Iceberg Partition-Level Compaction
Iceberg Partition-Level Compaction is a selective maintenance practice where file optimization is restricted to specific partitions. By executing compaction at the partition level rather than running a global operation, data teams can target high-churn partitions while leaving static or historical partitions untouched. This strategy reduces the write amplification and compute resources associated with table-wide rewrites.
Mechanism and Implementation
In Apache Iceberg, partition-level compaction is typically achieved by applying filters to the compaction API or SQL procedure. This ensures that the engine only selects files belonging to the specified partitions for bin-packing or sorting.

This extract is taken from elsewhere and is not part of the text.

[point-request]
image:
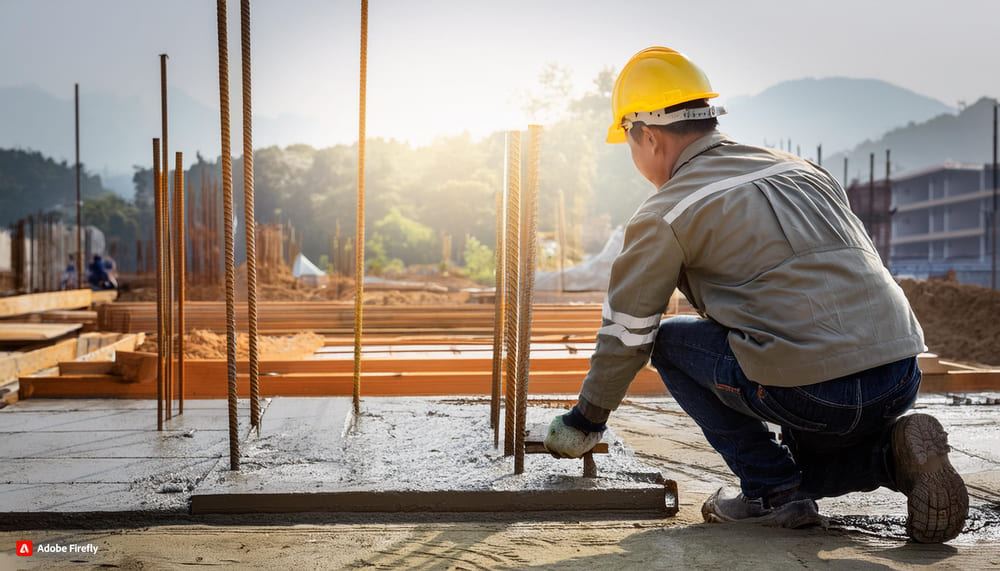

For example, when using the Spark SQL interface, the rewrite_data_files procedure accepts a where option. This option filters the candidate data files based on their partition values:
/* Compact data files only in the partition for December 2025 */
CALL prod.system.rewrite_data_files(
table => 'db.events',
where => 'event_month = "2025-12"'
);
The coordinator analyzes the query filter, locates the manifest entries that match the partition criteria, and launches compaction tasks exclusively for those files.
Key Benefits
Restricting compaction to specific partitions provides several operational advantages:
- Reduced Resource Usage: Computes are not wasted on historical partitions that already contain large, optimized files.
- Lower Write Amplification: Only the target partitions generate new data files and metadata snapshots, preventing unnecessary object storage fees.
- Faster Execution: Jobs complete quickly since they process smaller amounts of data. This allows scheduling frequent partition-level compactions during small ingestion windows.